When she finds a message hinting that the vehicle was left at Oz, she jumps at the chance to find the car before he returns from the West Coast. Following directions given in the message, Jennie finds the car.
Problem is - there's a body in it. It gets worse. Turns out the victim is Robin Langley, babysitter for the Connors' two young sons. What motive could anyone have for killing Robin? Why steal the Connors' car to hide the body, then leave a message directing Jennie to it?
Jennifer Connors, the activities director of Riverview Manor, is working late one night when she hears resident Nathaniel Pynchon pleading, "Put out the light." Following Nate down a darkened corridor, Jennie discovers the body of Rosalie Cardamon.
Everyone at Riverview assumes the former actor has finally slipped over the line separating fantasy from reality and committed murder. Only Jennie believes him innocent. But if it wasn't Nate, who was it? When Jennie learns that wounds left by a thirty-year-old accident are still festering, she wonders if Rosalie's death could be related. Unfortunately, the police are too busy investigating Nate to care.
Jennie Connor’s friend, Lilly, is in big trouble. Two patrons are poisoned while dining at her restaurant. The police are busy with crowd control and don’t notice a shadowy figure climb down the arbor and slip away. Jennie watches and wonders if Lilly’s daughter, Jasmine, is up to her usual teenage mischief. Or is it something more sinister?
While the press focuses on one of the victims, Phillip Jeffries, a junior high principal who’s made a lot of enemies during his career, Jennie learns that the other victim, teacher Leonard Atkinson, has his own dirty little secret.

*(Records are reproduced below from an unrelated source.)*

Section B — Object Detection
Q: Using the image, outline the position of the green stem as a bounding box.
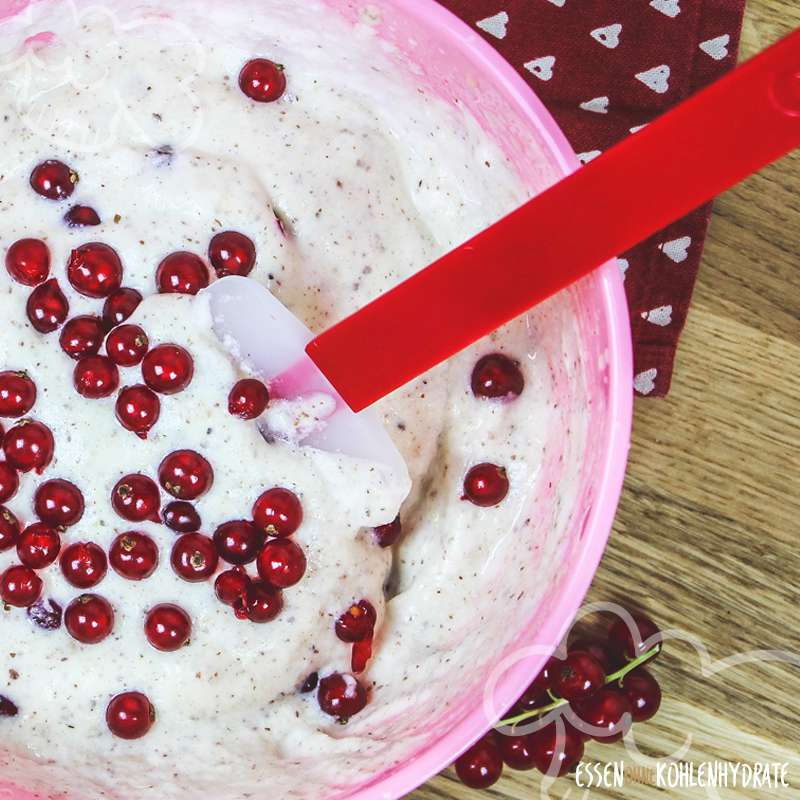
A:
[495,644,660,730]
[498,696,569,729]
[610,645,660,686]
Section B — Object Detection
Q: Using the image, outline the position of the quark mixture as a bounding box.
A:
[0,1,579,798]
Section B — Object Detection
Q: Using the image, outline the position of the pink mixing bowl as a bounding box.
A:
[319,3,633,794]
[0,1,632,798]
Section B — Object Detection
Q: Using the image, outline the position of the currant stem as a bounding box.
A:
[610,645,660,686]
[495,644,661,729]
[500,696,568,728]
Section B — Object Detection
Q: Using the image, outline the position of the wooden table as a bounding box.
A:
[416,2,800,797]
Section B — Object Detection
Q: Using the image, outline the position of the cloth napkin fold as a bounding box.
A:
[439,0,746,396]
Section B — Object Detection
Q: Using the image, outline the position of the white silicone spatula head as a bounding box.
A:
[204,276,408,479]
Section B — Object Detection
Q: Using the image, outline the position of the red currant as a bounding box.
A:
[3,420,54,473]
[471,354,524,400]
[59,315,105,360]
[156,252,209,295]
[0,371,36,418]
[34,478,85,528]
[552,651,606,702]
[64,205,101,227]
[528,722,585,776]
[208,231,256,277]
[67,242,123,298]
[171,533,218,582]
[239,58,287,103]
[65,594,114,644]
[351,639,373,674]
[142,344,194,395]
[608,614,662,662]
[0,462,18,504]
[111,474,161,523]
[106,692,154,739]
[27,598,63,630]
[30,160,78,200]
[109,532,159,580]
[573,687,632,743]
[462,463,509,507]
[372,515,401,548]
[252,487,302,537]
[515,657,562,710]
[16,523,61,569]
[214,567,250,606]
[115,384,160,439]
[102,287,142,331]
[0,695,18,717]
[163,500,201,533]
[568,637,617,672]
[620,668,662,722]
[499,733,538,771]
[0,507,21,551]
[228,378,269,419]
[144,604,191,652]
[454,732,503,789]
[73,355,119,399]
[238,579,283,622]
[317,673,367,721]
[106,324,149,367]
[5,238,50,286]
[213,520,263,565]
[257,538,306,588]
[26,279,69,333]
[158,450,213,500]
[60,541,107,588]
[0,564,42,607]
[334,599,377,643]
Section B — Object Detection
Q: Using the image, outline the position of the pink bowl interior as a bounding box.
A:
[0,1,633,799]
[318,3,631,796]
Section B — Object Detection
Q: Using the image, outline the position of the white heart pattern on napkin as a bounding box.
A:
[524,56,556,81]
[476,11,508,39]
[699,34,730,61]
[579,96,609,114]
[577,150,602,164]
[650,0,681,18]
[641,305,673,326]
[659,236,692,263]
[462,0,738,400]
[634,368,658,395]
[590,23,622,49]
[635,65,671,94]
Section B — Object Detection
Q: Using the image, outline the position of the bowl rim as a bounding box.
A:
[343,1,633,798]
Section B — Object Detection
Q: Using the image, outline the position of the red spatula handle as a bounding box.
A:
[308,28,800,412]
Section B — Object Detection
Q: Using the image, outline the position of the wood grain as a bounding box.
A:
[415,2,800,798]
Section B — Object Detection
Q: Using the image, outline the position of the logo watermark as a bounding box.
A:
[575,760,792,790]
[481,601,799,798]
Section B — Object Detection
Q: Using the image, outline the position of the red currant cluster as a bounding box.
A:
[454,611,664,789]
[0,57,388,740]
[9,163,273,440]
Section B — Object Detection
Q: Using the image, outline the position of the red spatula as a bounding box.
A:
[207,27,800,470]
[309,27,800,411]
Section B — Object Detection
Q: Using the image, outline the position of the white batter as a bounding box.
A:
[0,2,575,798]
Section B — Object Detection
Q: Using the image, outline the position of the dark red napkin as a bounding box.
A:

When Preston Barrons hands Jennie Connors the key to Barrons Bank and Trust Company and asks her to pay a 2 a.m. visit, her instinct screams "give them back!" But how can she, when her paycheck depends on finding out who made an unauthorized transfer? Money from a recent fundraiser has ended up in the account of Webster Barrons and the family is hoping Jennie can clear their son's name.

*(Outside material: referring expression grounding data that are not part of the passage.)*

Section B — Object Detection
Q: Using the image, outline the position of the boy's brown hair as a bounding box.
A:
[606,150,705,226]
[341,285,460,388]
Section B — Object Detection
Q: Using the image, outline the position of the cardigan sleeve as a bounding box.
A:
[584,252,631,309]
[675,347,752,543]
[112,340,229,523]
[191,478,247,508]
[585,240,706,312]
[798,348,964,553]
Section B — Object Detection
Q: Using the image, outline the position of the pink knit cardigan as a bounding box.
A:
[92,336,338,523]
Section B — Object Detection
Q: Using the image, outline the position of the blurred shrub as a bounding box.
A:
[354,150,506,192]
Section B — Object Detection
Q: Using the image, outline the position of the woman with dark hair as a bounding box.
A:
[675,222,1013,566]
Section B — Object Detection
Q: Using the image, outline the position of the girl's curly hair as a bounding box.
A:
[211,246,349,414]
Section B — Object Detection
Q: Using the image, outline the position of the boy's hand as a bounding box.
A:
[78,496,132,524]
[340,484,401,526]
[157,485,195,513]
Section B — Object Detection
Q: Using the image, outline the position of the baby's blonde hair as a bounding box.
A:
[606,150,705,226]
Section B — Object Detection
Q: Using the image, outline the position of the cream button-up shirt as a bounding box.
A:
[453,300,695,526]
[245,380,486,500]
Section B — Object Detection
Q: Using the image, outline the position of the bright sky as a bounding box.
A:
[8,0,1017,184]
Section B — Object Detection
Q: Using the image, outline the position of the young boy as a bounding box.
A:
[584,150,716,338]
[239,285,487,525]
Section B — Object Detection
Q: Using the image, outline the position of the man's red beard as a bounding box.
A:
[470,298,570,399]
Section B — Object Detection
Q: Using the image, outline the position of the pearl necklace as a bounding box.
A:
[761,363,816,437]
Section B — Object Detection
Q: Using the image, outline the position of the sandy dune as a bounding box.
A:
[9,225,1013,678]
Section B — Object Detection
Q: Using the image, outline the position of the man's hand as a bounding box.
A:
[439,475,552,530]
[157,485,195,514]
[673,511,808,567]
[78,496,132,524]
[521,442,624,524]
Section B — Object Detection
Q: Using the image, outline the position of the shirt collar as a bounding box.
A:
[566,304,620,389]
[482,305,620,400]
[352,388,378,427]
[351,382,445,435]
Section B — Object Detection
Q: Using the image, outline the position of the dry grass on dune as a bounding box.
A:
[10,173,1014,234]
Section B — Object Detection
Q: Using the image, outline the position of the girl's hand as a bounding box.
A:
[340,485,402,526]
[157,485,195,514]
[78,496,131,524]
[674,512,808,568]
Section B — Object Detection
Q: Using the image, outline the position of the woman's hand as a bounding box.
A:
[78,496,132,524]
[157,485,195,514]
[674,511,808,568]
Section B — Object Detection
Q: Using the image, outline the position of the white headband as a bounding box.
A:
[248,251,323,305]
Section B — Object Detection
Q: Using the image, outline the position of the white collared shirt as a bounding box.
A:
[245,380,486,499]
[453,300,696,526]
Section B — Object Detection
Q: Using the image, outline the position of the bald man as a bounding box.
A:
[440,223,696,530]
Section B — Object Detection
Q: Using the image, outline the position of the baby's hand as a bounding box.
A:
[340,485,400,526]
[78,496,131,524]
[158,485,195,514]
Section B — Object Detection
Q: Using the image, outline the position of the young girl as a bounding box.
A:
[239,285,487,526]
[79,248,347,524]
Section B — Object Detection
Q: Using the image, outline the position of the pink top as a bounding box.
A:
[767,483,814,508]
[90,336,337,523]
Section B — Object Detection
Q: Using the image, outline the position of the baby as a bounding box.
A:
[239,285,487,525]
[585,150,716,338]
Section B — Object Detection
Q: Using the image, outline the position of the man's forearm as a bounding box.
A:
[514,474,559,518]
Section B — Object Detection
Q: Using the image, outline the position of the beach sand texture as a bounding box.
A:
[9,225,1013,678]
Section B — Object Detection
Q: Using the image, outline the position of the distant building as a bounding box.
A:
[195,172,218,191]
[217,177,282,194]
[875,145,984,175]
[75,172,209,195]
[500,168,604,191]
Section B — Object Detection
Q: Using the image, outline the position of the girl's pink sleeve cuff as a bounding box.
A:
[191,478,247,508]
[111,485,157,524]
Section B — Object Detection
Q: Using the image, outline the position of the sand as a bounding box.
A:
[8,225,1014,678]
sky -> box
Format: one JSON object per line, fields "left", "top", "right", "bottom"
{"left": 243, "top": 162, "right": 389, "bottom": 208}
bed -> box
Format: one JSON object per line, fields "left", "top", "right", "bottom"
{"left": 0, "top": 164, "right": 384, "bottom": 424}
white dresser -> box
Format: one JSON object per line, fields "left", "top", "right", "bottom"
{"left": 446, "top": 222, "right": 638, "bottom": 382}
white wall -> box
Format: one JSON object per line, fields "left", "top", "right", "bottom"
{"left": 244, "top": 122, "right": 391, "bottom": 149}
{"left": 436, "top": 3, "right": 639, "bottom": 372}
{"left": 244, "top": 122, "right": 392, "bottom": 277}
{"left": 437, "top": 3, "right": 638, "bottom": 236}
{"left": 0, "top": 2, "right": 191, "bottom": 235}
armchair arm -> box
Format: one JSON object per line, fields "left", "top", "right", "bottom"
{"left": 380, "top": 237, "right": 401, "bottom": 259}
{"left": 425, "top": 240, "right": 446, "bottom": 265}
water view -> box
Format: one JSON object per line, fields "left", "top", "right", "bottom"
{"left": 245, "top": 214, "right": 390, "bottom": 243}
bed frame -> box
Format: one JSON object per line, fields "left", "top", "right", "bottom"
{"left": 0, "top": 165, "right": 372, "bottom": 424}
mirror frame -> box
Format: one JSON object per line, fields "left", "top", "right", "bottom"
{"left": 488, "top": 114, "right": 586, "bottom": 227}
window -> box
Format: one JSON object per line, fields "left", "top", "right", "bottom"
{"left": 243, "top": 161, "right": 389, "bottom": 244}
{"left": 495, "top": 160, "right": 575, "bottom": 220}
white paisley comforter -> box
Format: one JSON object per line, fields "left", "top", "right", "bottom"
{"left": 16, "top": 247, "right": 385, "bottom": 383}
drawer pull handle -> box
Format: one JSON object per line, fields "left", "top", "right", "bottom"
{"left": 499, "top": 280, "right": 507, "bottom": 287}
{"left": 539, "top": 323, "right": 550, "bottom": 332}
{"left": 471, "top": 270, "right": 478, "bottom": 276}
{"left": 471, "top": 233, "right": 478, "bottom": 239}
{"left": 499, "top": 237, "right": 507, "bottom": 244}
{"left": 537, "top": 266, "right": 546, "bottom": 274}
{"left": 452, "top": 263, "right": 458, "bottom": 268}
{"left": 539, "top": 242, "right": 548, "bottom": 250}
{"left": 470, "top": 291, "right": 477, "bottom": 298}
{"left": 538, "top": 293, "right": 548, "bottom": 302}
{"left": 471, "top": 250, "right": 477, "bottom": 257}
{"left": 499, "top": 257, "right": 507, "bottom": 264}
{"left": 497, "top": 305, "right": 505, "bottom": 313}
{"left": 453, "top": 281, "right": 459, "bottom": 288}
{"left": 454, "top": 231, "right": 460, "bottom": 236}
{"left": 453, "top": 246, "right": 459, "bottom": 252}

Instead of answers, Jennie stumbles over the body of Preston's right-hand man. She goes looking for the security guard, but he finds her first and assumes she's trying to sneak out. It seems the only way extricate herself from bank politics is to find the killer.
Jennie has been promoted out of the job she loves. But there's one thing she wants to do before she moves into her new position: Jake Appleton, known throughout Riverview as Sour Appleton, needs to be integrated into the retirement community's social life. It won't be easy.
Jake spends his days alone, staring out the window and mumbling that the world is full of crooks. Has he witnessed wrongdoing in the construction project going on outside his window? Or is he looking back over his own life. Jake's not telling. He shares his thoughts only in his journal.
Jennie doesn't give up - and, finally, one morning Jake surprises her. He taps the journal, says "it's all in here" and agrees to talk to her later that afternoon.
But someone else gets there first. Jennie finds Jake with a bullet in his head. The journal is gone - and Jennie is determined to find it and solve the puzzle of a lonely old man and restore peace of mind to the residents she loves. If you've read any of the other Jennie Connors books, you won't be surprised to learn that the residents insist on becoming involved.